No entanto, mais sintomático poderia ser sua consideração sobre as diferenças entre a “música séria” e a “música popular”: a primeira música é analisada a partir do “que é”, a segunda, a popular, a partir “do efeito que tem” sobre o ouvinte. Explicitamente Adorno dirá, por exemplo, que “na boa música séria, todo elemento musical, mesmo o mais simples, é ‘ele mesmo’”, enquanto que na música popular “[mesmo] o complicado não funciona por ele mesmo.” (T. W. ADORNO 1986, 119)

Por outro lado, quando fala em “música séria” parece que se esquece de que, também aí, a situação histórica, da época e dos costumes determinava a música enquanto música “séria”. Por que não dizer, por exemplo, que a relação entre “a totalidade e o detalhe em Beethoven” diz respeito à um ouvinte social que, ele próprio, pedia por esse encanto, antes e hoje? Por que seria isso mais verdadeiro ou mais substancial do que a “enganação” da música rápida ou da música popular?

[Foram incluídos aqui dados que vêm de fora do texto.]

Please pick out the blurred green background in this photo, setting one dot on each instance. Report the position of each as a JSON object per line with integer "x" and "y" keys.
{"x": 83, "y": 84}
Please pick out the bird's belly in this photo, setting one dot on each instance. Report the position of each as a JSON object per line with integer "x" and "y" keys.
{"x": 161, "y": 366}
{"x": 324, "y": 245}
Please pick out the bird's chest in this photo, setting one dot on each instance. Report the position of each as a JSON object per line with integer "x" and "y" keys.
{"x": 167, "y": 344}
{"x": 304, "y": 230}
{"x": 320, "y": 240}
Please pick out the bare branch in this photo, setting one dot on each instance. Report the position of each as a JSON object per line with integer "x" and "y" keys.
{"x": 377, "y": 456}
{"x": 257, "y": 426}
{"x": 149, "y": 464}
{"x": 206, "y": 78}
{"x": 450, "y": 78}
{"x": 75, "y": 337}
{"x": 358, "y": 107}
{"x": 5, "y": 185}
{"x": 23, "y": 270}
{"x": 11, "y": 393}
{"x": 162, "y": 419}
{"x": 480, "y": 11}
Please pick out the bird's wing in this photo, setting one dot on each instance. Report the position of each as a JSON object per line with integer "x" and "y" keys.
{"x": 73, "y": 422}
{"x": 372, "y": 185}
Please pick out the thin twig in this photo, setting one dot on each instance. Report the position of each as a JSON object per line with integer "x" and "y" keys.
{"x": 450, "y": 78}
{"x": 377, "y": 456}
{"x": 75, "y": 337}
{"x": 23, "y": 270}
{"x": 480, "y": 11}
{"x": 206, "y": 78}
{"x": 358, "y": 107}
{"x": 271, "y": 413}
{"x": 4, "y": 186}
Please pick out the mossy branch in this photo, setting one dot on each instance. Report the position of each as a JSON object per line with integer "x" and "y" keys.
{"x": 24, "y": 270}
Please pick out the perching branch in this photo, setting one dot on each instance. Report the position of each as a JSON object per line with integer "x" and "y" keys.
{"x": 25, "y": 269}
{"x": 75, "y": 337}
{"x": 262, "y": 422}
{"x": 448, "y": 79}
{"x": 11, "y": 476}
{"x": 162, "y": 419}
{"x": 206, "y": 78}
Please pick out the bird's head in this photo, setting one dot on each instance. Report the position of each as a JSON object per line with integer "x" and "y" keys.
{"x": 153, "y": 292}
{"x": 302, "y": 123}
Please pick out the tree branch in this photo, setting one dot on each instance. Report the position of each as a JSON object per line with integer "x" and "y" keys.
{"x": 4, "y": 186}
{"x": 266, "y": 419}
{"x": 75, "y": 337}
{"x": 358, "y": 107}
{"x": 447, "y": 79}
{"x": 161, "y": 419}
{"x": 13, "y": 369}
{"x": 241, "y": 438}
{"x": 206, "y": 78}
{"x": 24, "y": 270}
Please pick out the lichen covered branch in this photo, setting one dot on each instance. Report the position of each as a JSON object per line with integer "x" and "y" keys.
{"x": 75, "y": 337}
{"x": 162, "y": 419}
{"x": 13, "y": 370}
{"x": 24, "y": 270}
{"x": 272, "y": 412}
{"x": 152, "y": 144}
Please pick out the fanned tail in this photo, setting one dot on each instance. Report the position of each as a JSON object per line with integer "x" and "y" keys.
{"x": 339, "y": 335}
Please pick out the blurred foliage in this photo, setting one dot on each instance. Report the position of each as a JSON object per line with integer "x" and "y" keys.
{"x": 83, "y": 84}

2.4.1. Música funcional...

Como vimos, se Adorno vai postular a “redução da audição” como resultado da “cultura de massa” e do processo que chamará de fetichização dos valores estéticos e artísticos (ADORNO, 1980); Koellreutter vai colocar a esfera estética sob o patamar justamente de uma nova sociedade, a “sociedade de massa”, mas não lamentando que isso ocorra, mas exigindo do artista um novo

posicionamento diante de uma realidade nova que a experiência histórica do passado não tem como explicar ou dar sentido:

Falar música funcional não era muito bem visto por diversos setores da música de vanguarda, de diversas épocas: estruturalistas, serialistas, atonalistas, música total... No geral, parece que pensar a música era desvalorizar a sua função no mundo concreto dos homens e mulheres comuns. Por outro lado, os artistas engajados, sejam os realistas socialistas, ou a arte de protes, viam no conteúdo social um valor muito desproporcional à preocupação formal ou estrutural das obras, dando relevância ao seu conteúdo engajado.

Koellreutter, entretanto, coloca-se em uma posição bem diferente. Para ele a música, sendo comunicação humana, tem o papel de interferir através do que tem a dizer e da atividade simbólica que exerce. Tonalismo, dodecafonia, múica eletrônica, são ferramentas de um discurso que interfere ativamente na esfera humana, extrapolando sua própria linguagem e interferindo no imaginário mas, principalmente, na abertura da consciência.

Essas ferramentas musicais ao fazerem ouvir, fazem pensar, e a articulação de seus símbolos e de suas formas são ferramente humanas que permitem essa potencialidade, num projeto onde música faz parte do processo humano de significar.

São ferramentas que colocam a criatividade humana como instrumento de conscientização, ferramentas de construção de conceitos a partir de revelarem, a partir de seu processo e forma, espaços não falados de um discurso ideológico. Ou seja, constroem conceitos no que falam e também na forma em que falam. E a forma torna-se ferramenta de consciência histórica dentro de uma forma de vida, não pelas suas realizações ou seu modo produtivo, estando entretanto alinhada com ele: mas por colocar em evidências os jogos de linguagem da cultura de uma época, revelando- lhes a entrelinha, mostrando seus processos e questionando seus valores.